Najwięcej żywności sprzedajemy do krajów UE. W I kw. eksport do Wspólnoty wyniósł prawie 4,6 mld euro i był większy niż przed rokiem o 2,4 proc. A udział UE w całej naszej sprzedaży towarów rolno-spożywczych na rynkach zagranicznych zwiększył się z 79,9 proc. do 81,3 proc.
Tradycyjnie najwięcej jedzenia z Polski trafiło do Niemiec. Wartość eksportu do tego kraju przekroczyła w I kw. 1,2 mld euro – to 22 proc. całej sprzedaży produktów rolno-spożywczych. Na drugim miejscu rankingu znalazła się Wielka Brytania. W pierwszych trzech miesiącach tego roku sprzedaliśmy na Wyspach żywność za 475 mln euro – o 11 proc. więcej niż przed rokiem. Trzecią pozycję zajęły Czechy z 410 mln euro – o 12,6 proc. więcej niż przed rokiem.
Utrzymał się natomiast spadek eksportu żywności do Rosji. Jego wartość była od stycznia do końca marca o ok. 10 proc. niższa niż przed rokiem. W rezultacie Rosja spadła z 14. na 17. miejsce. To oczywiście efekt embarga z 2014 r. na polskie produkty spożywcze – m.in. mięso, wyroby mleczarskie, owoce i warzywa.
Z powodu zawirowań politycznych i wojny z ISIS zmniejszył się także eksport naszej żywności do krajów afrykańskich, głównie Maroka (o 79 proc.), Kenii (o 47 proc.), Algierii (o 44 proc.), Egiptu (o 23 proc.). Także do Chin idzie mniej produktów spożywczych – o 13 proc. – a to z powodu spowolnienia tamtejszej gospodarki.
Mniej biorą także Francuzi (o 22 proc.) i Włosi (o 8 proc.).

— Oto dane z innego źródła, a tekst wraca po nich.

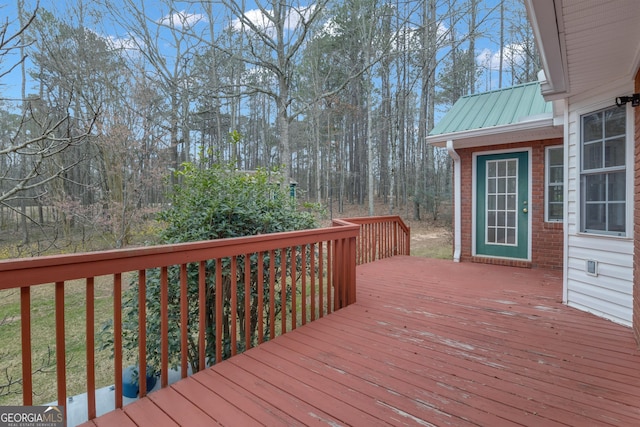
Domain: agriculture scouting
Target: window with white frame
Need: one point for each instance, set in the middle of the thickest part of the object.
(603, 172)
(554, 183)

Ale jest i dobra wiadomość: zdaniem analityków, po słabych wynikach z I kw., w następnych miesiącach eksport żywności przyspieszy. Dzięki osłabieniu złotego, co sprzyja opłacalności eksportu. – W dodatku globalne koncerny zainwestowały duże pieniądze w sektor rolno-spożywczy, co je dopinguje do zwiększania sprzedaży na rynkach światowych – twierdzi Kalicki. A że mają one swoje spółki rozsiane po wielu krajach, powinno być dobrze.
– Szacujemy, że w całym roku eksport produktów rolno-spożywczych zwiększy się średnio o 5 proc. – uważa Koleśnikow. Ostrożniejsi są analitycy Instytutu Ekonomiki Rolnictwa i Gospodarki Żywnościowej. Przewidują, że eksport wzrośnie o ponad 4 proc., do 24,6 mld euro. Jeśli sprawdzi się ta prognoza, pobity zostanie ubiegłoroczny rekord, kiedy to wysłaliśmy za granicę jedzenie warte 23,6 mld euro.